Split All Observations of a Variable into Tokens
vtokenize varname [if exp] [in range] [, stub parse nospace nodelimeters
Description
Splits the varname into its component tokens, generating as many new variables as needed. (The original variable is left untouched.) Used for working with truly nasty text files.
Options
stub specifies the start of the names of the variables which will be generated. If omitted, the stub will simply be the name of the variable being split. The resulting variables will have suffixes _1, _2, ... or _01, _02, ... or _001, _002, ... depending on the number of variables generated.

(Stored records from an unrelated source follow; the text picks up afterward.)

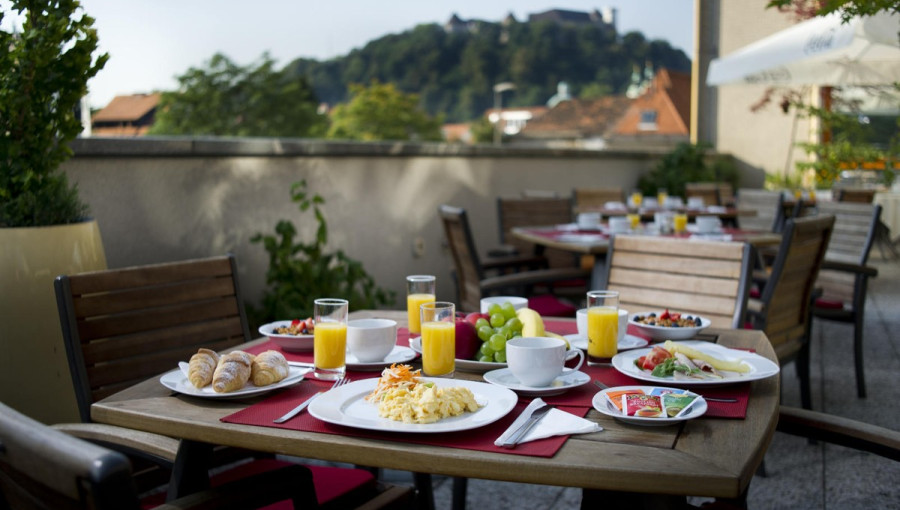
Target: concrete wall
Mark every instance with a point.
(166, 199)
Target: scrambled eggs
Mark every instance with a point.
(425, 403)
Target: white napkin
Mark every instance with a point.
(555, 423)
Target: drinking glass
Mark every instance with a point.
(438, 338)
(603, 326)
(419, 290)
(330, 338)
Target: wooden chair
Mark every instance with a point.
(707, 278)
(474, 278)
(593, 199)
(844, 276)
(123, 326)
(784, 309)
(44, 468)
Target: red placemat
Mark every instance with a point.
(480, 439)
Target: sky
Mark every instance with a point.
(150, 42)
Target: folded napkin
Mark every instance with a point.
(555, 423)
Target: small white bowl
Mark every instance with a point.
(290, 343)
(664, 333)
(517, 302)
(371, 340)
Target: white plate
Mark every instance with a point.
(398, 354)
(760, 367)
(628, 342)
(664, 333)
(602, 404)
(346, 405)
(564, 382)
(290, 343)
(176, 380)
(468, 365)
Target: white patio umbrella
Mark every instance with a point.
(820, 51)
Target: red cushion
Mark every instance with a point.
(549, 305)
(831, 304)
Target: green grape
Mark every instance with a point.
(514, 324)
(498, 342)
(508, 310)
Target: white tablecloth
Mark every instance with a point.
(890, 211)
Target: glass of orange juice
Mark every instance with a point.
(679, 223)
(603, 326)
(438, 338)
(419, 290)
(330, 338)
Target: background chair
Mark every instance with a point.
(844, 276)
(594, 199)
(707, 278)
(784, 309)
(123, 326)
(476, 279)
(41, 467)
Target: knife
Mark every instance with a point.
(523, 429)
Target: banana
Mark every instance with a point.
(532, 323)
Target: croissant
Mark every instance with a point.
(269, 367)
(233, 372)
(202, 366)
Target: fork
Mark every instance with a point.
(295, 411)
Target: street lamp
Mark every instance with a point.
(499, 89)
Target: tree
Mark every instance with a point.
(225, 99)
(381, 112)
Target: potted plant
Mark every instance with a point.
(46, 59)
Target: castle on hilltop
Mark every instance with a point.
(605, 19)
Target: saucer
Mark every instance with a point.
(564, 382)
(629, 342)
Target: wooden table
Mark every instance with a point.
(703, 457)
(548, 236)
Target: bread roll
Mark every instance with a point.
(233, 372)
(269, 367)
(202, 366)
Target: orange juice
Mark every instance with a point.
(329, 344)
(413, 305)
(438, 348)
(603, 332)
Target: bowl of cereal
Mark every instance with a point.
(292, 336)
(666, 325)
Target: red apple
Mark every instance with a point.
(467, 342)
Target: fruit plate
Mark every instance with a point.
(468, 365)
(290, 343)
(666, 333)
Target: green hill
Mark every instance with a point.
(454, 73)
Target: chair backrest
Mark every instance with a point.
(708, 191)
(769, 207)
(855, 227)
(43, 468)
(593, 199)
(525, 212)
(706, 278)
(122, 326)
(787, 294)
(466, 264)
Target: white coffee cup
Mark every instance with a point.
(707, 224)
(537, 361)
(581, 323)
(371, 340)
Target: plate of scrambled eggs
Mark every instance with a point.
(413, 404)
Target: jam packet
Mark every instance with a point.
(642, 406)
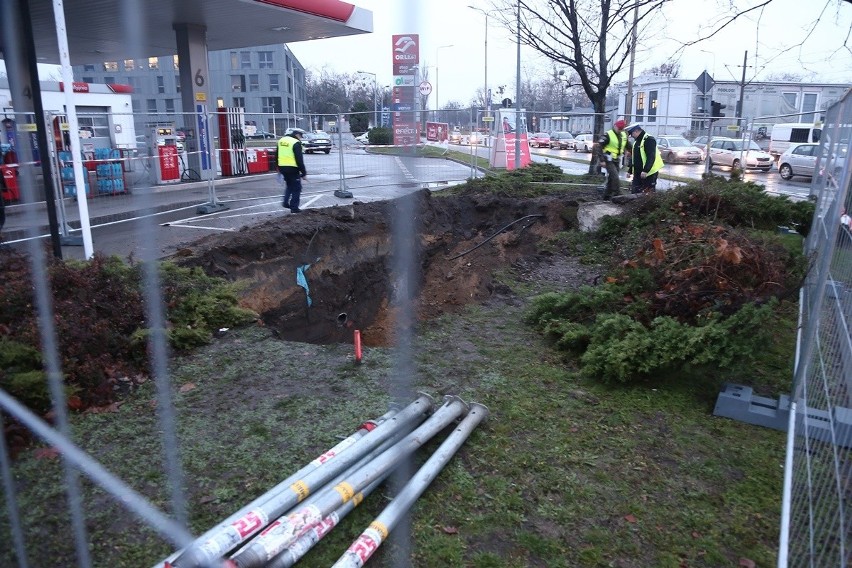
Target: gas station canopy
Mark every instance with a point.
(97, 29)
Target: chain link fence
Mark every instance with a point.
(816, 526)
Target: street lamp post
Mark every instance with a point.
(375, 89)
(437, 104)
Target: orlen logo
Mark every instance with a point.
(404, 43)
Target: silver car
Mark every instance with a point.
(675, 149)
(798, 160)
(736, 153)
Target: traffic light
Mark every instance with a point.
(716, 110)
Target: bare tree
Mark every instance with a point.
(590, 37)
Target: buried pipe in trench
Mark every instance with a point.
(461, 254)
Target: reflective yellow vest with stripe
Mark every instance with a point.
(658, 159)
(615, 143)
(286, 157)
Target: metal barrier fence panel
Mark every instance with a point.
(817, 517)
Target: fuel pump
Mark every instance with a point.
(167, 161)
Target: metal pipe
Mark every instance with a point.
(370, 540)
(323, 458)
(227, 539)
(284, 532)
(308, 540)
(330, 487)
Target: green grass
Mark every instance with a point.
(563, 473)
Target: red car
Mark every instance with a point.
(540, 140)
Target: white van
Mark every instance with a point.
(785, 134)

parse(delimiters) gives the list of delimiters which are used to separate tokens. If omitted, the only delimiter is whitespace (one or more spaces). There is no need to specify space a delimiter, though explicitly specifying it will not cause problems.
nospace is used to prevent spaces from being used as delimiters.

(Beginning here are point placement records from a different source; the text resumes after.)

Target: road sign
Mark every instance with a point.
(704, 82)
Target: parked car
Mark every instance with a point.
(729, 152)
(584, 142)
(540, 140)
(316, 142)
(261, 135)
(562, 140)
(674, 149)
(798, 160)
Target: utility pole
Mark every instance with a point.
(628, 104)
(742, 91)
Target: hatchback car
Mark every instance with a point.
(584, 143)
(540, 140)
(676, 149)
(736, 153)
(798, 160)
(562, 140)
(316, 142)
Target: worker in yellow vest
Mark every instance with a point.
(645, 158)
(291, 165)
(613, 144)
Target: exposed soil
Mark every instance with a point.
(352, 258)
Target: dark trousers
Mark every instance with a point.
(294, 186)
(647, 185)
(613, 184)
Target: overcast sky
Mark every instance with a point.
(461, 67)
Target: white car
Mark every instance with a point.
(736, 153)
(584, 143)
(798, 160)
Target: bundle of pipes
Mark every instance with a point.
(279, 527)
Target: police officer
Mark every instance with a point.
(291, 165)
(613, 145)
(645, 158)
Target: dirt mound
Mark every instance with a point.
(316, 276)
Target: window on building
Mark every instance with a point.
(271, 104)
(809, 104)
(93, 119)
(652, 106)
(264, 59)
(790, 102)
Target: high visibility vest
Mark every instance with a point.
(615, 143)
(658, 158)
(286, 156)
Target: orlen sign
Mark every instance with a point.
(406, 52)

nodelimiters is used to prevent delimiters from being stored as tokens. Note that just as with gettoken, spaces are never kept as tokens.
Example(s)
. vtokenize foo Splits foo into words by breaking on space(s), storing the first word for each observation in foo_1, the second word in foo_2, etc. foo itself is not altered.
. vtokenize foo, stub(bar) Splits foo into words by breaking on space(s), storing the first word for each observation in bar_1, the second word in bar_2, etc.
. vtokenize foo, stub(bar) parse(":") nospace Splits foo into words by breaking on colons (:), storing the first token for each observation in bar_1, the second token in bar_2, etc. The colons themselves are treated as tokens.
. vtokenize foo, stub(bar) parse(":") nospace nodelimiters Splits foo into words by breaking on colons (:), storing the first token for each observation in bar_1, the second token in bar_2, etc. The colons themselves are not treated as tokens.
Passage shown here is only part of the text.